Thursday, July 15, 2004

Strawberry Liqueur

How is it possible to create your own liqueur, I here you say? You know, it is so darned easy, anybody can do it. All you need is a few essential ingredients and a safe place to store your creation for as long as you possibly can.

I came across a recipe for cherry liqueur in one of Joanne Harris's novels. I was intrigued. I tried the recipe out and found it was not only extremely easy, but extremely successful. I used the biggest, blackest, sweetest summer cherries and was delighted to produce a dark liqueur that had a depth of flavour I found totally surprising. I wondered what other fruits could be used to create liqueur in the same way.

Of course strawberries were the most obvious choice. I've made this particular liqueur several times now. While the cherry liqueur is best left for one to two years, the strawberry variant can be ready to consume in as little as three months. If you can keep away from it that long, that is!


Ingredients
750gs fresh strawberries
1 cup castor sugar
750ml vodka (Absolut is best!)

1. Wash strawberries and shake to remove excess water.

2. Cut off green tops, slice in half and place in a 1.5 litre wide mouth jar - a Luminarc preserving jar is ideal.

3. When bottom of jar is covered with strawberries, sprinkle one third of the castor sugar over them. Then repeat layering fruit and sugar untiljar is full.

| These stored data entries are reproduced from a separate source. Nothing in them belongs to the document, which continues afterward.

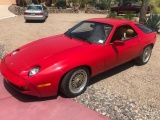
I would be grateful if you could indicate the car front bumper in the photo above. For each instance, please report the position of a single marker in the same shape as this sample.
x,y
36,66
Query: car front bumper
x,y
17,82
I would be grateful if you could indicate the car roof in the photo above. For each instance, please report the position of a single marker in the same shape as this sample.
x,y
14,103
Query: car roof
x,y
111,21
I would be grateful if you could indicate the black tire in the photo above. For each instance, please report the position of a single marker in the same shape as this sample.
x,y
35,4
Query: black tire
x,y
116,13
144,56
75,82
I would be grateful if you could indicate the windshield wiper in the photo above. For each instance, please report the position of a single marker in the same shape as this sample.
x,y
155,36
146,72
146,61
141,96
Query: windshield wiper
x,y
69,35
84,39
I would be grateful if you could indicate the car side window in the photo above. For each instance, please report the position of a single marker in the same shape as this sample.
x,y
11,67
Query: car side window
x,y
124,32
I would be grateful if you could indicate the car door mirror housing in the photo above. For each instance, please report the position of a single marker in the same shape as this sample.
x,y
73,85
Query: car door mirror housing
x,y
118,42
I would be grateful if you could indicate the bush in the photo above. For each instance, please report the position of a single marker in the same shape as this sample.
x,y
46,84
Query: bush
x,y
61,3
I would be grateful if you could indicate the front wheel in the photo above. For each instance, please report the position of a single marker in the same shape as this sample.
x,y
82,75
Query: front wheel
x,y
75,82
145,55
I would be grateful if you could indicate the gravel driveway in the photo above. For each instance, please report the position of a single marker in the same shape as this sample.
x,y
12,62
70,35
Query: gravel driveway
x,y
127,92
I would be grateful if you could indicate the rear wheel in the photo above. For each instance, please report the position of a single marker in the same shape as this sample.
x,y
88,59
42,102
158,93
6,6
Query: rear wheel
x,y
75,82
145,55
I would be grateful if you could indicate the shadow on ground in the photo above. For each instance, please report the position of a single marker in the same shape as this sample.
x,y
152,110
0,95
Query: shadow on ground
x,y
23,97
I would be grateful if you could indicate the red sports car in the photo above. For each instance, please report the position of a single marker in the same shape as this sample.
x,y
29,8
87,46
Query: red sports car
x,y
66,62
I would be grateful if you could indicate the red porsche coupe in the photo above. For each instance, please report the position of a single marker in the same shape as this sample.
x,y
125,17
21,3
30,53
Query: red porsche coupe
x,y
66,62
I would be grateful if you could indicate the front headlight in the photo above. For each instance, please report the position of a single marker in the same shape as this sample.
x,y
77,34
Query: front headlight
x,y
15,52
34,71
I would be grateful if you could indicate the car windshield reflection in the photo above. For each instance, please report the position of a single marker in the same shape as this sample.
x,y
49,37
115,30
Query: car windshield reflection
x,y
92,32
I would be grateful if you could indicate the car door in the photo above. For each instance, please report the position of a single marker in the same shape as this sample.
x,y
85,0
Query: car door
x,y
128,43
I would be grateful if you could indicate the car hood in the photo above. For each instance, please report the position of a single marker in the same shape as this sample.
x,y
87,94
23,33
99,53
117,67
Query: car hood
x,y
29,55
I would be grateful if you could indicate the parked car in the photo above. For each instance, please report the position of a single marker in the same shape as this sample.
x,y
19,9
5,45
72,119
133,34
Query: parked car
x,y
128,7
66,62
36,12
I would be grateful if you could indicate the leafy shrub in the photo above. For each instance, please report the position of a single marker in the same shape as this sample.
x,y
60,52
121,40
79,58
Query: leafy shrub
x,y
61,3
153,21
129,16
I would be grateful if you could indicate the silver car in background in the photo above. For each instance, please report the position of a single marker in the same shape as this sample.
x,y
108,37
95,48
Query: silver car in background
x,y
36,12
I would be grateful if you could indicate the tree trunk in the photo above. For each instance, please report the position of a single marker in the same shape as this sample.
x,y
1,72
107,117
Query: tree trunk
x,y
144,7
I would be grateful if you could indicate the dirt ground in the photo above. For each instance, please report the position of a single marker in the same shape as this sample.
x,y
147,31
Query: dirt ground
x,y
140,83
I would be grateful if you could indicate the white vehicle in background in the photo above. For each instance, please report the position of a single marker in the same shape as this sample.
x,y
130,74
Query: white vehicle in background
x,y
36,12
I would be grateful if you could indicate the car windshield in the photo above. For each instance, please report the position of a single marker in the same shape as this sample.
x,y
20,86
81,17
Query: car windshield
x,y
34,8
91,32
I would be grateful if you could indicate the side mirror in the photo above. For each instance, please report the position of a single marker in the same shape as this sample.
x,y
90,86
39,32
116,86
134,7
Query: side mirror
x,y
118,42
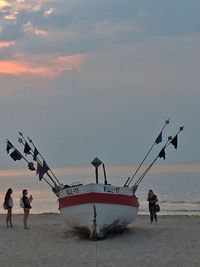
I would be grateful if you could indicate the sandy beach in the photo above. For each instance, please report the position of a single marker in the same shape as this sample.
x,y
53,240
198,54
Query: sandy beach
x,y
174,241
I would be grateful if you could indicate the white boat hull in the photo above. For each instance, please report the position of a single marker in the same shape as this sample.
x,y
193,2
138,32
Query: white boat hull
x,y
97,208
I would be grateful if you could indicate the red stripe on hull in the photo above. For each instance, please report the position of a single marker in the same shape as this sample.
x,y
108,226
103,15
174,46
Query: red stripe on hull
x,y
103,198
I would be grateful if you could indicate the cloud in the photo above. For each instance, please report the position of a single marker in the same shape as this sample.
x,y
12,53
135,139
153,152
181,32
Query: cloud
x,y
54,66
6,44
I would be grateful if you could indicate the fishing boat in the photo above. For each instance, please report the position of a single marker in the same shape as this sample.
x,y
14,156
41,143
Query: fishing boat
x,y
95,208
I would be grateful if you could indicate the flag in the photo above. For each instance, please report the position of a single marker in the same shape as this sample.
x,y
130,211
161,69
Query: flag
x,y
9,146
16,155
27,148
45,167
159,138
39,171
31,166
162,153
35,153
174,142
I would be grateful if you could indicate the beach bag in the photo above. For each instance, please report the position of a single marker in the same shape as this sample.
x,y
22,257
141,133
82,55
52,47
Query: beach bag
x,y
157,207
21,203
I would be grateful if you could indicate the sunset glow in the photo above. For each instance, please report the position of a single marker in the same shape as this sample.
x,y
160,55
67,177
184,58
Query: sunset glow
x,y
6,44
52,69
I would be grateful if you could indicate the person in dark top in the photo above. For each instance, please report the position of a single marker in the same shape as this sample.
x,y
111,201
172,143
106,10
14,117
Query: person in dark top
x,y
27,206
8,204
152,199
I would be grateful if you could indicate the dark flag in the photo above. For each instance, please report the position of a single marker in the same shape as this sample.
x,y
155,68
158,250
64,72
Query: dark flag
x,y
174,142
162,153
45,167
9,146
31,166
27,148
159,138
16,155
35,153
39,171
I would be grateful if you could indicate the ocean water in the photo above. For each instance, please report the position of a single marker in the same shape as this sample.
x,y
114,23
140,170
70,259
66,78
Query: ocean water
x,y
177,193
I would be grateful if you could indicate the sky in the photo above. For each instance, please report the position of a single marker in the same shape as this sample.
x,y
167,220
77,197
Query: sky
x,y
88,79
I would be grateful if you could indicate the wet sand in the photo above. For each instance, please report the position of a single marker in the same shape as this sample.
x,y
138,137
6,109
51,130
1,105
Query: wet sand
x,y
174,241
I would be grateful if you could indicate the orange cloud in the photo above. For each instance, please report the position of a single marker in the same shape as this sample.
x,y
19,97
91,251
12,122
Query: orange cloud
x,y
51,67
6,44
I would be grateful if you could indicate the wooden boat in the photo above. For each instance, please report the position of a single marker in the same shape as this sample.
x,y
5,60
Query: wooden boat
x,y
97,208
94,208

4. Pour the vodka into the jar, ensuring the strawberries are fully covered. Seal the jar and rotate several times to dissolve sugar. Retain the empty vodka bottle to decant the liqueur back into later.

5. Place sealed jar in cool, dark cupboard and leave for three months! Check daily during in the first week, turning the jar to continue dissolving the sugar.  The alcohol will leech the colour from the strawberry skins, taking on a rich pink by the fourth or fifth day.

6. At the end of the first week, taste liqueur to check the sweetness. If the flavour is predominantly vodka-ish, add one or two more tablespoons of castor sugar. Rotate jar until sugar dissolves. Then place back in cupboard and forget about it!

7. Retrieve jar from cupboard after three months. Remove fruit and prepare liqueur for filtration. Position a plastic funnel lined with a clean piece of muslin over a large, sterile glass jug.  Slowly pour contents of the jar into funnel. This may take several goes. Remove the fruit from the funnel on each round to make way for the next.  Don't hurry!

8. Once all the liqueur is transferred from the jar to the jug, place the jug in front of a window and examine for any impurities - look for strawberry seeds or fibres off the skin. If liqueur is free of debris, it's time to bottle!

9. Place clean funnel in mouth of Absolut bottle and slowly pour liqueur in! Now it's time to drink! You can serve your strawberry liqueur on its own in dessert wine glasses, or serve it suspended with fresh cream in a shot glass. Or, place 60ml of liqueur and 60ml of cream in blender half filled with ic.  Blend until smooth. Enjoy!